I don't know whether to say "that's interesting" or "told you so." I hadn't thought about it directly before, but it makes all sorts of sense. I have said for a long time that VSH is only one trait that leads to varroa resistance, and that wild bees have highly variable levels of it. But I guess now that I think about it, it shouldn't surprise you. If somebody doesn't advertise treatment-free it's because they're not treatment-free. Bond Test is the only way to get truly treatment-free bees. VSH like many other things has become a marketing tool and really doesn't mean a whole lot.





Mikect05 said:


> So I was thinking of ordering from beeweaver...any other suggestions?


I'd recommend someone closer to your location if you can find them. You're asking for trouble with southern bees in your location, but I think you figured that out last year.





Mikect05 said:


> will re-queening disrupt that flow for us?


Not that can't be fixed. You're not trying for honey production, you only need them to get through the winter.


----------



## Mikect05 (Apr 17, 2009)

Thanks Solomon! Does anybody have suggestions of where I can buy 3 queens in the northeast from non-treated survivor stock?


----------



## Oldtimer (Jul 4, 2010)

Mike cannot help re where to get non treated survivor stock, but to the other part of your question, is it too late.

It might be. What likely happened last year is that mite population built up during summer, then when winter comes and bee population drops there is suddenly a much higher ratio of mites to bees, and the hive dies. It's a common scenario.

It's likely that the exact same scenario is playing out again in your new hives. Mite issues are not yet obvious though because the high bee population means most of the bees are unaffected as yet and healthy. So, let's say, best case, you are able to get queens that are fully mite resistant. The issue would be, even if you got them today, they will go into your hives and not be laying much for at least another week. Add 3 weeks for those bees to start emerging, you have around a month before any of the resistant bees at all will be in the hive. And that's if you started today. Add to that month several more weeks before you get a meaningful percentage of those bees in the hive, it is getting into winter, your chances of averting disaster are there, but are fairly middling. And that is based on best case scenario of getting a totally resistant bee, and doing it today.

A little depressing I know. But on the positive, a queen is what, 20 or 30 bucks? Heck you'd likely spend that in a café without a second thought so why not just go ahead and give it your best shot. If it doesn't work out, you are not much worse off plus will have gained more experience for next year.

While I cannot help you re getting the untreated survivor queens, from hanging around in the forum for a few years I have noticed that buying untreated survivor queens has been virtually impossible for anyone attempting it. However lately Solomon has been saying he is selling queens so may be worth talking to him, he has also said his bees are awesome.

But if that avenue does not work out, Beeweaver will be your best bet.
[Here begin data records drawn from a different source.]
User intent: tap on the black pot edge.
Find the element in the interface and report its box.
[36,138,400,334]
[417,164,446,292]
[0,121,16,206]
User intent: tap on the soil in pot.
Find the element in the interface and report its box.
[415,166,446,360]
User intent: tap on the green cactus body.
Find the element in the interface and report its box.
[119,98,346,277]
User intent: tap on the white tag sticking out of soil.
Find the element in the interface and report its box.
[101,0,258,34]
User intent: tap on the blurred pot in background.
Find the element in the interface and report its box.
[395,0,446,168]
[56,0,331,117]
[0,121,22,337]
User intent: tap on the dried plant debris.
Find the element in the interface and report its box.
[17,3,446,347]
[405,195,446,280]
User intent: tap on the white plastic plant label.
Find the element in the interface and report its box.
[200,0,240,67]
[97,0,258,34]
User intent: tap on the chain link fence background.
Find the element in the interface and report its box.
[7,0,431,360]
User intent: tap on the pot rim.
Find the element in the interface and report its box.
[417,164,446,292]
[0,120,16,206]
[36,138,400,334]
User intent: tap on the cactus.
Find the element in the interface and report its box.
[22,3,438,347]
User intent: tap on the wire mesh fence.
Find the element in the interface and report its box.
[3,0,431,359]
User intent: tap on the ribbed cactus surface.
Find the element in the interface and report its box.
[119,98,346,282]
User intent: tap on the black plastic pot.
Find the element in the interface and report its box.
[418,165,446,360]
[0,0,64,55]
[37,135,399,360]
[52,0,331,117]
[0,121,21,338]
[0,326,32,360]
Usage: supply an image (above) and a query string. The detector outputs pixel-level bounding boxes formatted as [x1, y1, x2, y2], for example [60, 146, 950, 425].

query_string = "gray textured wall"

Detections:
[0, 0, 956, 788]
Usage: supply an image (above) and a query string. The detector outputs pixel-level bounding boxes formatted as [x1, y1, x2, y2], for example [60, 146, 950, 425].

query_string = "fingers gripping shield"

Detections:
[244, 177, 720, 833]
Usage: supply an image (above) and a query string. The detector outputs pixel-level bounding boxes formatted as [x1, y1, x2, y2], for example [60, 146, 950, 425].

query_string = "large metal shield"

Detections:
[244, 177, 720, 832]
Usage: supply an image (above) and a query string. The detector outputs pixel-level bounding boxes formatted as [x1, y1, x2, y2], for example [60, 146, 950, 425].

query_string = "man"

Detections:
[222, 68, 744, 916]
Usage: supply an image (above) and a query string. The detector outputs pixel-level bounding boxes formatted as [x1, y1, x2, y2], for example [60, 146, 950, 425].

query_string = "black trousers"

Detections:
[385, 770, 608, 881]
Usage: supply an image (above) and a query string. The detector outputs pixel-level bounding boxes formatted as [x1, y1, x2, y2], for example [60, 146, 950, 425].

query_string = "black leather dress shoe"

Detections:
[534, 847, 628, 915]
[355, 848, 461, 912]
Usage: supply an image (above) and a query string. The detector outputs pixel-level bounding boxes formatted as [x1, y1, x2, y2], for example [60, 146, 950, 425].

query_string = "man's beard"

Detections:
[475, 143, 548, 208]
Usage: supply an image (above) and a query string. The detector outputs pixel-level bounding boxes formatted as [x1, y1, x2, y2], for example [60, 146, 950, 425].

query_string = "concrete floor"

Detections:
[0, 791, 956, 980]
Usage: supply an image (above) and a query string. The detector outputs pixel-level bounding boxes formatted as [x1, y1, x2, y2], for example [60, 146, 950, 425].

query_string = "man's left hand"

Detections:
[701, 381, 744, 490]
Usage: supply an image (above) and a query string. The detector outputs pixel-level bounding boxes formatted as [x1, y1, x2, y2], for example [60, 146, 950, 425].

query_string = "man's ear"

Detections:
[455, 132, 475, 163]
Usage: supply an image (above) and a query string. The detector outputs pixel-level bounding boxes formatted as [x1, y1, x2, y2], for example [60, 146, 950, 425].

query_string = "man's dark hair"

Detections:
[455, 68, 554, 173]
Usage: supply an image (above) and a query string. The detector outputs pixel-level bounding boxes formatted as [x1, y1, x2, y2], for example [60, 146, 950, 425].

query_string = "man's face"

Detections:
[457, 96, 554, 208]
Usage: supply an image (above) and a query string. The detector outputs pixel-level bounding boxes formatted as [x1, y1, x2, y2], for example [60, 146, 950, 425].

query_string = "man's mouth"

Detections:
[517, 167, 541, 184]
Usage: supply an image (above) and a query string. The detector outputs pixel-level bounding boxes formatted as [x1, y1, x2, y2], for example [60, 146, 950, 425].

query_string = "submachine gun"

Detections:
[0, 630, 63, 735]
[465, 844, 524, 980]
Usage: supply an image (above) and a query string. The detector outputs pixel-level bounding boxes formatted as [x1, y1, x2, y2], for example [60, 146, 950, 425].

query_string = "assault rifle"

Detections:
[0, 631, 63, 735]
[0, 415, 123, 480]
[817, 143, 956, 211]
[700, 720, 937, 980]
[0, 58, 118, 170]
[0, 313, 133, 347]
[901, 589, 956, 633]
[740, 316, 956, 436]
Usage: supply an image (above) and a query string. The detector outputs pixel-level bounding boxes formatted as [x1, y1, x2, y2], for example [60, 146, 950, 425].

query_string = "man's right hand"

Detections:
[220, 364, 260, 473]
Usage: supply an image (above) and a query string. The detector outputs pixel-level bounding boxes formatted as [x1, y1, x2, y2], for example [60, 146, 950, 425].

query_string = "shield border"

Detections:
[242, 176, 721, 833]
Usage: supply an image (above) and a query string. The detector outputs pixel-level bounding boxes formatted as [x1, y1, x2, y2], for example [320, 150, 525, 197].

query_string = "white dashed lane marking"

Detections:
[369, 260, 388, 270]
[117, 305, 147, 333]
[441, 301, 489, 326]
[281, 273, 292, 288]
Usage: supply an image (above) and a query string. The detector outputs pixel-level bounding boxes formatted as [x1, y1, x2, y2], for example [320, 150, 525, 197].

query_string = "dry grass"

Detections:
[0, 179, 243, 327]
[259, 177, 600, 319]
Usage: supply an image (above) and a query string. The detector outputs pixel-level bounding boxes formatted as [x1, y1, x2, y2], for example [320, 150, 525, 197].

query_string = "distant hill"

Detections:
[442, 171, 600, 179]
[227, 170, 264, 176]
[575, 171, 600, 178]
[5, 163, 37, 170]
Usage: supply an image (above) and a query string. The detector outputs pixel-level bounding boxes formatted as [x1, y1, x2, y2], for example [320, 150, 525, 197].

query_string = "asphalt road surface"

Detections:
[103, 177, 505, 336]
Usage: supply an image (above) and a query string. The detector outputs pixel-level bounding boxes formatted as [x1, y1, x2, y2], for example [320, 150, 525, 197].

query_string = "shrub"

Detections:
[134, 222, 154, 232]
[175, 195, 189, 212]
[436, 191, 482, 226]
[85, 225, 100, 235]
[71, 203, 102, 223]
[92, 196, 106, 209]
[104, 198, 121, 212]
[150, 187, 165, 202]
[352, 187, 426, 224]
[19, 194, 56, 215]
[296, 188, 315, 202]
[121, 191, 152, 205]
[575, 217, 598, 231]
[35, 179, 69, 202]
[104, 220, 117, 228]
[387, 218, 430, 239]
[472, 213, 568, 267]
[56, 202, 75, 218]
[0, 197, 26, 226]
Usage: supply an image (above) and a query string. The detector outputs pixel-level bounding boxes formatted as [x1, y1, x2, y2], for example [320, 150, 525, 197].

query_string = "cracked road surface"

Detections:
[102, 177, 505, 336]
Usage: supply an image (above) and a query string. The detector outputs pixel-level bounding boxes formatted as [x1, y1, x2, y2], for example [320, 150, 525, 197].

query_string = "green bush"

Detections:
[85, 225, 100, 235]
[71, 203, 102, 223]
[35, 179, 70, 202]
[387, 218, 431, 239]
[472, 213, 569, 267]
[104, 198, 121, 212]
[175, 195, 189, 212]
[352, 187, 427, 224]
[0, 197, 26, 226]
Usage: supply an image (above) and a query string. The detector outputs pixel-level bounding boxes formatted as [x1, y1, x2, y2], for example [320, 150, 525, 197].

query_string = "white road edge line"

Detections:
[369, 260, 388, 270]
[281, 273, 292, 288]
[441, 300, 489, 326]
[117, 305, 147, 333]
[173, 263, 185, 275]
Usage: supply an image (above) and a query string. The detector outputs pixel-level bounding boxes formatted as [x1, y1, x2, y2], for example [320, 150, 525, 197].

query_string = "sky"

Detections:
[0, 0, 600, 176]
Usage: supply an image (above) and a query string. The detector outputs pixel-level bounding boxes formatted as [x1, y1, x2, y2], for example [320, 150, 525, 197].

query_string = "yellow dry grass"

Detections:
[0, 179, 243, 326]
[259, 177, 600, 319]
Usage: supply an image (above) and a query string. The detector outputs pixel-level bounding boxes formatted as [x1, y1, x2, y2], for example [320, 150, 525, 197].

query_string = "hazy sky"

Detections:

OK, maybe not meet the high standards suggested of local adapted bees or whatever, but if the reality is that the perfect bee is not obtainable, go for second best. As stated, the money, is really neither here nor there.

But in summary, my thoughts on your situation are that the odds of your bees getting through this winter will be a crap shoot, and that will be regardless of what you do. But that doesn't mean you should do nothing, go ahead and do the best you can for them, there's no guarantees but it could move the odds a bit.

Good luck!


----------